Johnson hopes to fundamentally restructure state government, cutting regulations and spending fewer tax dollars. He wants to rework the welfare system, shifting the emphasis to helping people become “fully functioning, productive members of society.”
Garza, a public affairs consultant and former Orange County Democratic Party executive director, supports abortion rights, wants to see the state’s health care system revamped to improve care for all and wants the welfare system reformed to provide education and vocational skills.
Libertarian Geoffrey Braun favors school vouchers, wants the state’s workers’ compensation system revamped and backs campaign finance reform, saying that big political contributions are undermining the ability of government to truly serve the people.
73rd Assembly District
Up until a few weeks ago, this race appeared headed toward a historic intraparty showdown. But then Republican nominee Bill Morrow and the opponent he defeated in the primary, Laguna Niguel Councilwoman Patricia C. Bates, made up and held a peace powwow with GOP officials.

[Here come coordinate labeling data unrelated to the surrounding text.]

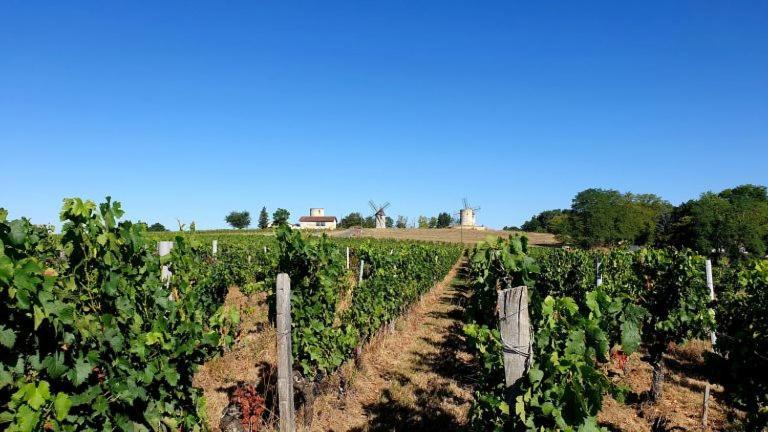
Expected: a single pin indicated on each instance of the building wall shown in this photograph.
(314, 225)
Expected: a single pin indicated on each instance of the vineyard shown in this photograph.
(96, 336)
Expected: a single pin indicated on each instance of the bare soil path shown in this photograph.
(415, 378)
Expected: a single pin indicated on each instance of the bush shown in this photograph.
(238, 220)
(91, 338)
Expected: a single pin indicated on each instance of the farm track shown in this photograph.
(415, 378)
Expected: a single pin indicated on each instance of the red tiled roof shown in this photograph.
(317, 219)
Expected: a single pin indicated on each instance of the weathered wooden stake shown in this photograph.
(599, 274)
(705, 408)
(515, 332)
(284, 360)
(163, 249)
(711, 285)
(360, 277)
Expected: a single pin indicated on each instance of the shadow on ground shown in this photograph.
(424, 407)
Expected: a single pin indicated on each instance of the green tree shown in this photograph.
(402, 222)
(369, 222)
(601, 217)
(238, 220)
(280, 217)
(432, 222)
(263, 218)
(157, 227)
(423, 222)
(731, 222)
(352, 220)
(443, 220)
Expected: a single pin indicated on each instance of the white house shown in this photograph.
(317, 220)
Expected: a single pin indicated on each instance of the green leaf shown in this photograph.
(61, 406)
(81, 372)
(7, 337)
(630, 337)
(39, 316)
(18, 232)
(39, 395)
(27, 419)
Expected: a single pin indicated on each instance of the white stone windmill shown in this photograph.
(378, 213)
(467, 215)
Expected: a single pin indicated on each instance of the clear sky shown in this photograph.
(192, 109)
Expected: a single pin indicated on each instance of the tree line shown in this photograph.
(733, 222)
(356, 219)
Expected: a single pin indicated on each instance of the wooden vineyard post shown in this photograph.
(705, 408)
(284, 360)
(711, 286)
(598, 274)
(163, 249)
(515, 330)
(713, 339)
(360, 277)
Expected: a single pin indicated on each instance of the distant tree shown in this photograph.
(157, 227)
(263, 218)
(280, 217)
(423, 222)
(238, 220)
(731, 222)
(352, 220)
(443, 220)
(601, 217)
(402, 222)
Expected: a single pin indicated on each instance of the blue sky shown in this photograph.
(192, 109)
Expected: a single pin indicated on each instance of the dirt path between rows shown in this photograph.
(415, 378)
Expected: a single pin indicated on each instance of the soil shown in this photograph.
(418, 377)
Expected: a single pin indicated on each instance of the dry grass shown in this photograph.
(412, 378)
(452, 235)
(418, 376)
(682, 397)
(253, 355)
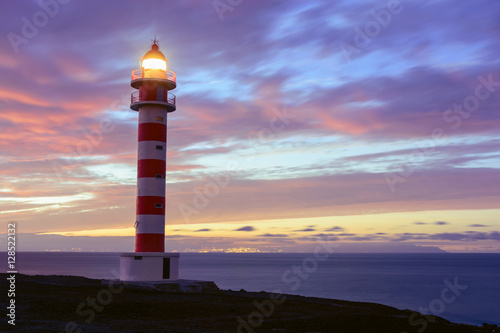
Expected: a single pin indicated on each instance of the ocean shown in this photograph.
(405, 281)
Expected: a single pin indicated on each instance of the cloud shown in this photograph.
(306, 230)
(441, 223)
(335, 229)
(452, 236)
(247, 228)
(273, 235)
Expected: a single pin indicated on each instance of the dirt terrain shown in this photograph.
(76, 304)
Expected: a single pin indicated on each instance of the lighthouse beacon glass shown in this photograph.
(154, 64)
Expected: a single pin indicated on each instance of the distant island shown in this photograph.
(78, 304)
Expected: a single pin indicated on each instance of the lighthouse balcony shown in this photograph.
(140, 98)
(163, 77)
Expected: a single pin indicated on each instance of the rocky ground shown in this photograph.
(76, 304)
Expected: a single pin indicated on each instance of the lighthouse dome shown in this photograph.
(154, 59)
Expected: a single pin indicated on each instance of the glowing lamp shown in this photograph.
(154, 59)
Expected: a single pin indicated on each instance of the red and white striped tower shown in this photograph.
(153, 101)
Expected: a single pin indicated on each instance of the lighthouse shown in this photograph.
(153, 101)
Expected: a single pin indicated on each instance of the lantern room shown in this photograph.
(153, 81)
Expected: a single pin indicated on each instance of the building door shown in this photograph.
(166, 268)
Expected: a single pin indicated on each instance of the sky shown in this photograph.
(371, 124)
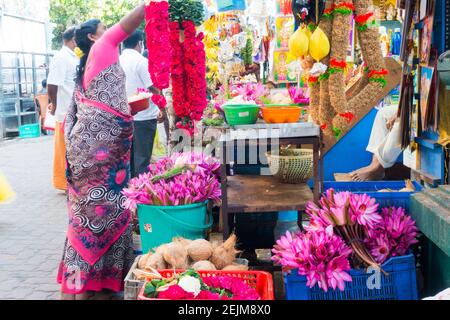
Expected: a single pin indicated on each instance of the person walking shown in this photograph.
(60, 88)
(145, 122)
(98, 251)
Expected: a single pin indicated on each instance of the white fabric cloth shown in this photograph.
(62, 74)
(135, 66)
(385, 144)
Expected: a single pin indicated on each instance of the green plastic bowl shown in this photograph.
(239, 114)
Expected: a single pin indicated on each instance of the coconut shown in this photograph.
(203, 265)
(184, 242)
(236, 267)
(143, 260)
(225, 254)
(161, 249)
(155, 261)
(176, 255)
(199, 250)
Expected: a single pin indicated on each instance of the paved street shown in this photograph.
(32, 229)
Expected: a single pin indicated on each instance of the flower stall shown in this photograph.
(261, 91)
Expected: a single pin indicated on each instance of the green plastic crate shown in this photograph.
(241, 114)
(30, 131)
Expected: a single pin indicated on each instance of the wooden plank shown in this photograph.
(252, 194)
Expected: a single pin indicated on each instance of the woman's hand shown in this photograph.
(390, 123)
(133, 19)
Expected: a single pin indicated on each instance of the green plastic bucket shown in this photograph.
(159, 224)
(237, 114)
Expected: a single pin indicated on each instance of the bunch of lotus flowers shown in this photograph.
(393, 236)
(320, 255)
(298, 95)
(181, 179)
(350, 215)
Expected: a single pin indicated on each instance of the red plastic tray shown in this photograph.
(260, 280)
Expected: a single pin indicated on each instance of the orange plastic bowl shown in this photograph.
(139, 105)
(281, 114)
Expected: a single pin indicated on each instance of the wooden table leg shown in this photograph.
(316, 164)
(224, 225)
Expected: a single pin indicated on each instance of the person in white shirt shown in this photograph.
(60, 87)
(145, 123)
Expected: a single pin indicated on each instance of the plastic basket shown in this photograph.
(295, 168)
(159, 224)
(30, 131)
(372, 188)
(132, 286)
(241, 114)
(260, 280)
(400, 284)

Democrat Lee Walker isn’t holding back the punches, calling Morrow an “ultra-conservative, right-wing Christian” who is “out of the mainstream of Republicanism.”
Walker, a college professor who has modeled himself as the “education candidate,” also has blasted Morrow for raising more than $275,000 in contributions, much of the money from powerful Sacramento politicians and political action committees. “I could call him Mr. Pac-Man because he’s got so many PACs giving him money,” Walker said.
Morrow counters that “people who contribute to my campaign do so because they know I stand for certain principles that are consistent with their own beliefs” and stressed that he has received many small-dollar contributions from the general public.